HARNESSING THE POWER OF ARTIFICIAL INTELLIGENCE
Recently, novel tools such as ResearchRabbit™, Inciteful™ and Connected Papers™ have come up that uses artificial intelligence and machine learning to provide an alternate perspective to search results. These tools provide the ability to generate literature maps/networks.
The resource is available at www.researchrabbit.ai. The users need to create an account to log in and use the platform. This is followed by creation of collections and addition of papers to the same. Papers can be added manually or searched using medical literature databases such as PubMed. Once two or more papers are added to a collection, a network map is automatically created showing papers related to the papers added to the collection. The individual papers are represented as nodes connected to each other by lines. The users can download PDFs of the papers present in the network, if available. In addition, similar work can be viewed based on similarity or arranged in chronological order as ‘timeline.’
The resource also provides the ability to generate network maps for authors and their collaborators.
The tool is developed by Michael Weishuhn, a UK-based developer. It has been created using Rust programing language and is available at www.inciteful.xyz. The tool utilises principles of graph theory to create plots of scientific literature – the ‘seed paper’ is the query entered by the user and papers citing the ‘seed paper’ are used to create a network map. In addition, similar papers and page ranks are computed by artificial intelligence algorithms to fine tune the map. The search is derived from Semantic Scholar™, Unpaywall™, CrossRef™ and OpenCitations™. The user can add more papers to create more intricate maps, as per his/her requirement. A prototype map created for a search query is shown in [Figure 1].

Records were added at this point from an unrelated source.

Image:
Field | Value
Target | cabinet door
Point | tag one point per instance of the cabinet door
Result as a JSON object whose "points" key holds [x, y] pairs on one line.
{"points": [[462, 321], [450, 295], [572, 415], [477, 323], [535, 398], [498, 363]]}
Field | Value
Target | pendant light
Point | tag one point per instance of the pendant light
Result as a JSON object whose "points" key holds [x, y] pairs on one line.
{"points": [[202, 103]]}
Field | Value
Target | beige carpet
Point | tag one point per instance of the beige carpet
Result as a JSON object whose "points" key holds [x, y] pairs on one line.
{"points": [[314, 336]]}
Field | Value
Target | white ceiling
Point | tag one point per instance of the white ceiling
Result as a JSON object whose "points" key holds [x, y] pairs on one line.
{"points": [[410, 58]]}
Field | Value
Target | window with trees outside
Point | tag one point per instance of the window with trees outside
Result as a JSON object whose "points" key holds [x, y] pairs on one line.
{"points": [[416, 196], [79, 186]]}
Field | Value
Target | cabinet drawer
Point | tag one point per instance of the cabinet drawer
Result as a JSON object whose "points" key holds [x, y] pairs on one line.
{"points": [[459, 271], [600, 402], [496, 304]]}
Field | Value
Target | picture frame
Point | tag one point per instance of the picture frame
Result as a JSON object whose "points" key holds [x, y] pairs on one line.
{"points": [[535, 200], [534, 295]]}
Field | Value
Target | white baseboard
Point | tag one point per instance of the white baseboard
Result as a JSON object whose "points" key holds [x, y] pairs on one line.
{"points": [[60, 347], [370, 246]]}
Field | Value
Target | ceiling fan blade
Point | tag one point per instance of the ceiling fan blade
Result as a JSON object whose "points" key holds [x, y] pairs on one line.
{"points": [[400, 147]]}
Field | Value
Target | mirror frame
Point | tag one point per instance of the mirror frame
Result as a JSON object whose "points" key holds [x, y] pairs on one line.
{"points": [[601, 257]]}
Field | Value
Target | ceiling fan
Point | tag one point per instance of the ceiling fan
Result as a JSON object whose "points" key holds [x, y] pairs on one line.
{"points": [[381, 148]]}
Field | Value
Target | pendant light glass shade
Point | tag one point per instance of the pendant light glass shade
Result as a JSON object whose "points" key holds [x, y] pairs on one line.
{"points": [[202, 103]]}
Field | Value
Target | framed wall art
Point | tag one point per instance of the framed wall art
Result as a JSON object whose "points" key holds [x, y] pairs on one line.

This resource has been created by Eitan and colleagues and is available at www.connectedpapers.com. It uses Semantic Scholar™ database to search for papers related to search query entered by the user. It is available under Creative Commons license ODC-BY. It utilises common citations and references to find related papers. This is performed using the techniques of co citation and bibliographic coupling.[9,10] While two papers that are ‘bibliographically coupled’ cite common sources, papers exhibiting ‘co-citation’ are cited by common sources. After identification of these techniques, proprietary algorithms build a network graph showing papers connected as nodes, with similar papers being closer and vice versa.
We believe that these new tools will provide researchers with new tools to navigate the intricate meshwork of the world wide web. As technology and algorithms continue to improve, aforementioned resources are likely to become more powerful and cutting-edge.
Another potential area of application exists at a larger level for institutes and organisations. Herein, these tools can help in scientometric analysis for individual researchers. Since these resources help in immediate identification of both citations and sources of citations, they will help in immediate identification of impact of authors and their works.
We propose that these tools will facilitate the process of scientific discovery and reduce the turnaround time of obtaining relevant information on the internet. Hence, they are likely to be very useful for the scientific community.
Declaration of patient consent
Patient’s consent not required as patients identity is not disclosed or compromised.
Conflicts of interest
Dr. Shival Srivastav is on the editorial board of the journal.